From Sparse to Dense: Learning to Construct 3D Human Meshes from WiFi
In this work, we propose WiMTR, the first method for regressing multi-person mesh from WiFi signals, along with a corresponding CSI-Mesh dataset.
摘要
评审与讨论
The authors propose a WIFI pose regression method based on a transformer architecture. In contrast to the state of the art, they are able to track multiple persons simultaneously.
优点
- Reconstructing meshes using WiFi signals is new and worth investigating
- The datasets will be published.
缺点
There are several weaknesses in the paper in its current form:
- For the greater part of the ICLR audience WIFI signals are not a daily business. The paper lacks an intuitive explanation of what information is contained in CSI and what’s not. The paper talks a lot about tensor dimensions which are not clearly justified and explained. The inputs and outputs of each component of the models do not become clear.

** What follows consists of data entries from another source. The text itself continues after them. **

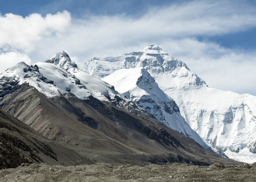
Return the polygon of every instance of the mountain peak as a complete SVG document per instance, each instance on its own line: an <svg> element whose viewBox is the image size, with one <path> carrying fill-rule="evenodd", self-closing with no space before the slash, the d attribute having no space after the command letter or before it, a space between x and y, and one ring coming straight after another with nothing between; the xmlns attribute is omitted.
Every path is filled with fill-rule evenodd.
<svg viewBox="0 0 256 182"><path fill-rule="evenodd" d="M68 54L64 51L56 54L45 62L57 65L69 72L78 70L76 64L71 61Z"/></svg>
<svg viewBox="0 0 256 182"><path fill-rule="evenodd" d="M163 50L154 44L150 44L143 49L143 50L156 50L157 51L162 51Z"/></svg>

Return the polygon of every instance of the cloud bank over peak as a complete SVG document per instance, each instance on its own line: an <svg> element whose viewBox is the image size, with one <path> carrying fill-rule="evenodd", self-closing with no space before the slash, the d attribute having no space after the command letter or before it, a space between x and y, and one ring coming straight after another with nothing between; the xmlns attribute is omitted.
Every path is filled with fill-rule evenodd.
<svg viewBox="0 0 256 182"><path fill-rule="evenodd" d="M173 4L152 7L138 17L86 14L75 18L65 11L45 16L37 13L25 17L0 15L0 63L12 61L2 64L0 72L21 60L28 63L44 61L62 50L79 65L92 57L118 55L154 43L186 63L211 87L256 95L252 91L256 83L251 82L251 78L256 79L251 71L256 69L254 50L230 49L197 38L256 27L256 9L232 2ZM219 75L221 81L214 78Z"/></svg>

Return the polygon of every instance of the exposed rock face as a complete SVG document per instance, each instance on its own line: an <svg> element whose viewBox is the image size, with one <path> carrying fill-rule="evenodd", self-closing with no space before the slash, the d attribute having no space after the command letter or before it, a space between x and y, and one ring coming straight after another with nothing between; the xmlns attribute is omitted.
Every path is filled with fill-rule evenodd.
<svg viewBox="0 0 256 182"><path fill-rule="evenodd" d="M237 163L204 149L151 115L134 108L121 109L92 96L82 100L69 92L47 98L23 84L2 98L0 104L41 134L97 162Z"/></svg>
<svg viewBox="0 0 256 182"><path fill-rule="evenodd" d="M210 166L177 163L143 167L106 163L68 167L23 166L0 170L0 181L35 181L41 178L54 181L253 181L256 168L256 163L236 166L219 163Z"/></svg>
<svg viewBox="0 0 256 182"><path fill-rule="evenodd" d="M117 91L167 126L210 149L187 123L174 100L158 87L154 78L144 68L119 70L102 80L113 85Z"/></svg>
<svg viewBox="0 0 256 182"><path fill-rule="evenodd" d="M256 96L208 87L184 63L154 45L118 56L94 58L83 69L102 78L120 69L140 67L175 100L187 123L206 143L232 157L256 162L256 155L249 152L256 141Z"/></svg>
<svg viewBox="0 0 256 182"><path fill-rule="evenodd" d="M0 169L32 163L66 166L92 163L0 109Z"/></svg>

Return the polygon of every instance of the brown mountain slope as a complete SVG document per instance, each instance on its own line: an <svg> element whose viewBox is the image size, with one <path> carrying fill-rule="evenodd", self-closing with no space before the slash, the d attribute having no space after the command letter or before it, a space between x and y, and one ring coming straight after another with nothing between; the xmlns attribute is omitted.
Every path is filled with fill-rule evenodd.
<svg viewBox="0 0 256 182"><path fill-rule="evenodd" d="M32 162L65 166L92 163L0 109L0 169Z"/></svg>
<svg viewBox="0 0 256 182"><path fill-rule="evenodd" d="M28 84L0 101L1 107L45 136L98 162L115 164L239 163L143 113L72 94L47 98Z"/></svg>

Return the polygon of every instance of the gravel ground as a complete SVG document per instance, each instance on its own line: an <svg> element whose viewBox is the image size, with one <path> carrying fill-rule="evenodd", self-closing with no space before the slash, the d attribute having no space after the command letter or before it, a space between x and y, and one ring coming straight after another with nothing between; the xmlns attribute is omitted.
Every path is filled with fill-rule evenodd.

- There are not enough details about the hardware topology and the used bandwidth. There is only a statement “…a bandwidth of 20/40MHz…” in Section B. However, you did not describe, which bandwidth is used. Also, a detailed discussion, why a radio system with only 20/40MHz can achieve such high accuracies is missing. Such high localization results can even not be achieved by active, WIFI based localization systems, also working with OFDM signals. Why should your passive approach be even better than those?
- We also miss a comparison of other algorithms on your dataset, as well as your method evaluated on publicly available datasets. The results shown in Table 1 cannot be used to compare your results to the state of the art, this is unfair. The accuracy is highly correlated to the quality of the dataset. We acknowledge difficulty in comparing the datasets, but WiTR could still be compared with one of the single-person methods on the dataset that the paper proposes.
- The paper aims at providing novelty in mesh reconstruction. At the algorithmic level however, there is not much contribution.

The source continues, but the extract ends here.